The emperor showed more interest in science, which to him meant ‘progress’. During a visit in 1865, Pasteur explained his current work on wine, giving a lecture for the série, Eugénie carrying his microscope and test tubes. He recalled happily that, for a moment, she ‘gave the impression of being transformed into a laboratory assistant’.
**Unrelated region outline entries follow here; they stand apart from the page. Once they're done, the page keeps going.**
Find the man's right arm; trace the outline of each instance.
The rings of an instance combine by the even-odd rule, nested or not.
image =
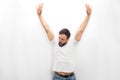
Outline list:
[[[39,20],[48,36],[48,39],[50,41],[52,41],[54,39],[54,34],[53,32],[51,31],[49,25],[47,24],[47,22],[44,20],[43,16],[42,16],[42,7],[43,7],[43,4],[39,4],[39,6],[37,7],[37,14],[38,14],[38,17],[39,17]]]

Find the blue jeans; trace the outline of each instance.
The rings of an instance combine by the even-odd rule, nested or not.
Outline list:
[[[69,77],[63,77],[58,74],[53,75],[53,80],[76,80],[75,75],[69,76]]]

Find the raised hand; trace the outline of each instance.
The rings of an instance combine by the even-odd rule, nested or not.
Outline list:
[[[43,3],[40,3],[39,6],[37,7],[38,16],[40,16],[42,14],[42,8],[43,8]]]
[[[90,7],[90,5],[89,4],[85,4],[85,7],[86,7],[86,13],[87,13],[87,15],[91,15],[92,8]]]

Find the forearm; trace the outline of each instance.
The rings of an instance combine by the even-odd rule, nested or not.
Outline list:
[[[84,21],[82,22],[82,24],[80,25],[80,27],[78,28],[78,31],[77,31],[77,33],[76,33],[76,35],[75,35],[75,39],[76,39],[77,41],[80,41],[80,39],[81,39],[81,37],[82,37],[82,34],[83,34],[83,32],[84,32],[87,24],[88,24],[89,19],[90,19],[90,15],[87,15],[87,16],[85,17]]]
[[[90,19],[90,15],[86,15],[84,21],[82,22],[82,24],[79,27],[79,32],[81,32],[81,33],[84,32],[84,30],[85,30],[85,28],[86,28],[86,26],[87,26],[87,24],[89,22],[89,19]]]
[[[43,19],[42,15],[39,16],[39,20],[48,36],[48,39],[51,41],[54,38],[54,34],[52,32],[52,30],[50,29],[49,25],[47,24],[47,22]]]
[[[44,28],[45,32],[48,33],[49,25],[46,23],[42,15],[39,16],[39,20],[42,24],[42,27]]]

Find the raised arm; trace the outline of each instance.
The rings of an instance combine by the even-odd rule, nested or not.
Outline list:
[[[86,28],[86,26],[87,26],[87,24],[89,22],[90,15],[92,13],[92,9],[91,9],[91,7],[88,4],[85,4],[85,7],[86,7],[87,15],[86,15],[84,21],[82,22],[82,24],[80,25],[80,27],[78,28],[78,31],[75,34],[75,39],[77,41],[80,41],[80,39],[82,37],[82,34],[83,34],[83,32],[84,32],[84,30],[85,30],[85,28]]]
[[[43,4],[39,4],[39,6],[37,7],[37,15],[39,17],[39,20],[48,36],[48,39],[50,41],[52,41],[54,39],[54,34],[53,32],[51,31],[49,25],[47,24],[47,22],[44,20],[43,16],[42,16],[42,7],[43,7]]]

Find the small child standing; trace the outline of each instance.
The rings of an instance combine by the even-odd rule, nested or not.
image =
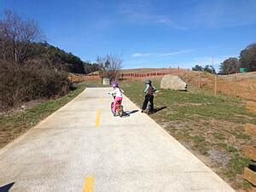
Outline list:
[[[144,90],[145,95],[145,99],[143,102],[143,108],[142,108],[142,113],[144,112],[144,110],[147,108],[147,105],[148,102],[151,103],[150,108],[149,108],[149,113],[154,113],[154,95],[153,93],[156,91],[156,89],[152,85],[151,80],[148,79],[145,81],[145,85],[146,89]]]
[[[123,101],[123,93],[125,92],[122,89],[119,88],[119,83],[114,82],[113,84],[113,91],[110,92],[111,95],[114,96],[113,106],[113,113],[115,116],[116,113],[116,104],[117,102],[122,103]]]

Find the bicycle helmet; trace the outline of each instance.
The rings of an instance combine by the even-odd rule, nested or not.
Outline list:
[[[151,80],[150,79],[147,79],[146,81],[145,81],[145,84],[150,84],[152,82],[151,82]]]
[[[118,82],[113,82],[113,84],[112,84],[112,86],[113,88],[119,87],[119,83]]]

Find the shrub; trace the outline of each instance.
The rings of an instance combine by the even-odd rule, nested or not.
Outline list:
[[[42,60],[24,64],[0,61],[0,110],[38,98],[65,95],[69,90],[67,73]]]

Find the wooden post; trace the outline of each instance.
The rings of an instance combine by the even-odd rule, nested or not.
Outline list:
[[[201,88],[201,73],[198,72],[198,88],[200,89]]]
[[[214,78],[214,95],[217,95],[217,75]]]

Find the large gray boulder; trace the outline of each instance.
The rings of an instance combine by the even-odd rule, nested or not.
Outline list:
[[[187,84],[178,76],[167,74],[162,78],[160,87],[161,89],[186,90]]]

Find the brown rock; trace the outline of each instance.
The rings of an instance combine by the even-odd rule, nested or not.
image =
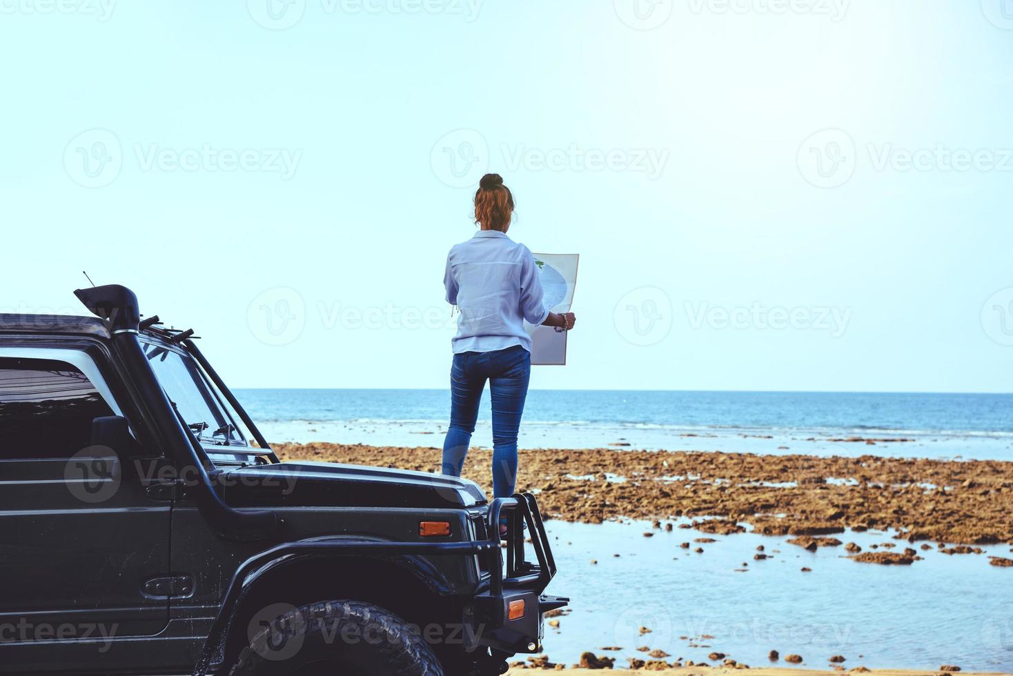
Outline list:
[[[615,658],[611,657],[596,657],[594,653],[581,653],[580,654],[580,664],[579,669],[612,669],[612,665],[616,663]]]
[[[800,535],[788,540],[789,544],[797,544],[803,550],[815,552],[821,546],[838,546],[841,540],[836,537],[812,537],[811,535]]]
[[[910,566],[915,563],[915,557],[892,552],[866,552],[865,554],[848,557],[862,564],[879,564],[881,566]]]

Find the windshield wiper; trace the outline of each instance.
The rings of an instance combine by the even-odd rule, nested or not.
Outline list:
[[[186,426],[187,426],[187,427],[189,427],[189,428],[190,428],[190,430],[191,430],[191,431],[192,431],[192,432],[193,432],[194,434],[197,434],[198,436],[201,436],[201,432],[203,432],[204,430],[206,430],[206,429],[208,429],[209,427],[211,427],[211,425],[209,425],[208,423],[206,423],[206,422],[204,422],[204,421],[202,421],[202,422],[199,422],[199,423],[189,423],[189,424],[187,424]]]
[[[225,438],[225,445],[227,446],[229,445],[229,437],[235,431],[236,431],[235,425],[233,425],[232,423],[225,423],[224,425],[216,429],[211,436],[215,437],[221,434]]]

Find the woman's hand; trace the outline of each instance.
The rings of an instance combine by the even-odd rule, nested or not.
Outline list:
[[[562,315],[550,312],[549,316],[542,322],[543,326],[553,326],[559,331],[569,331],[576,324],[576,315],[571,312]]]

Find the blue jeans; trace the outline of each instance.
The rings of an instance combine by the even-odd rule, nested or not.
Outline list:
[[[450,371],[450,428],[444,440],[443,473],[461,476],[478,419],[485,382],[492,396],[492,496],[514,495],[517,433],[531,379],[531,354],[520,345],[494,352],[454,355]]]

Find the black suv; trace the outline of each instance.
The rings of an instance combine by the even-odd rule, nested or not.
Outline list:
[[[497,674],[541,650],[567,599],[542,594],[534,497],[281,462],[191,330],[75,294],[97,319],[0,315],[0,673]]]

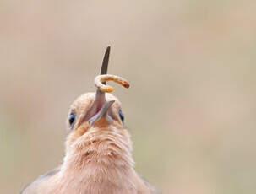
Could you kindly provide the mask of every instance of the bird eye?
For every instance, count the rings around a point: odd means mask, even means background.
[[[121,120],[122,120],[122,121],[123,122],[123,120],[124,120],[124,116],[123,116],[123,112],[122,112],[121,109],[119,110],[118,114],[119,114],[120,119],[121,119]]]
[[[68,117],[68,122],[69,122],[70,126],[73,125],[74,120],[75,120],[75,113],[71,112],[70,115],[69,115],[69,117]]]

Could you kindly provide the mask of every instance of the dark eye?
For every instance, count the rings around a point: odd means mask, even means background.
[[[70,126],[74,124],[74,120],[75,120],[75,113],[71,112],[68,117],[68,122]]]
[[[123,122],[123,120],[124,120],[124,116],[123,116],[123,112],[122,112],[122,110],[121,110],[121,109],[119,110],[119,116],[120,116],[120,119],[122,120],[122,121]]]

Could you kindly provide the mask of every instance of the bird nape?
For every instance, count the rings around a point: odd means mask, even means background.
[[[105,52],[95,93],[79,96],[68,118],[69,130],[63,164],[28,185],[21,194],[156,193],[134,170],[130,135],[123,125],[121,103],[109,94],[109,80],[128,88],[121,77],[109,75],[110,47]]]

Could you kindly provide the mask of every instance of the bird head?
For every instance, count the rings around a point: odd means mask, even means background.
[[[71,105],[67,121],[70,132],[66,142],[68,153],[71,149],[74,154],[74,148],[76,151],[83,149],[84,153],[84,148],[90,148],[90,143],[112,138],[110,133],[121,134],[125,142],[129,142],[128,132],[123,127],[121,102],[110,94],[114,89],[106,85],[106,81],[112,80],[126,88],[129,84],[121,77],[106,74],[109,54],[110,47],[107,47],[101,75],[95,79],[96,91],[82,94]]]

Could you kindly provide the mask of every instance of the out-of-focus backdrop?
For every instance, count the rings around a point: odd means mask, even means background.
[[[163,193],[256,192],[255,1],[0,2],[0,193],[62,163],[103,54],[136,170]]]

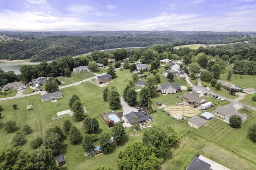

‘The bourgeois of Rouen would be even more astonished than they already are, if they knew what a success I’ve had at Compiègne’, wrote Flaubert. ‘I’m not exaggerating. Simply, instead of being bored, I’ve thoroughly enjoyed myself.’ But the dressing and the strict timetable were trying. He had had reason before to be grateful to the empress. When prosecuted in 1857 for his ‘immoral’ novel, Madame Bovary, she had interceded with the judges. Similarly, when Baudelaire (never asked to Compiègne) was fined 300 francs he did not possess, on publishing Les Fleurs du Mal, he wrote to Eugénie, who had the fine reduced to 50 francs. Neither Flaubert nor Baudelaire nor, save for Vigny, any of the writer guests who was not already a Bonapartist, was completely won over to the Second Empire, but undoubtedly they all became less hostile. Inviting them was the séries’ most positive feature.
‘At Compiègne, the empress needed the utmost skill to perform her challenging and enormously varied obligations as hostess’, Filon recalls:
The guest list had first to be decided on and the séries organised so as to consist of fairly equal numbers of patricians, international figures, diplomats, artists, men of learning, pretty women and members of the Académie Française. These different elements had to be neatly balanced to harmonise; feuds and quarrels were taken into account when achieving variety and contrast while at the same time avoiding hurt feelings or misunderstandings. To do this required a knowledge of each guest’s personality and background…. Many of them could testify to her triumphant success.
No other nineteenth-century court used hospitality with such imagination.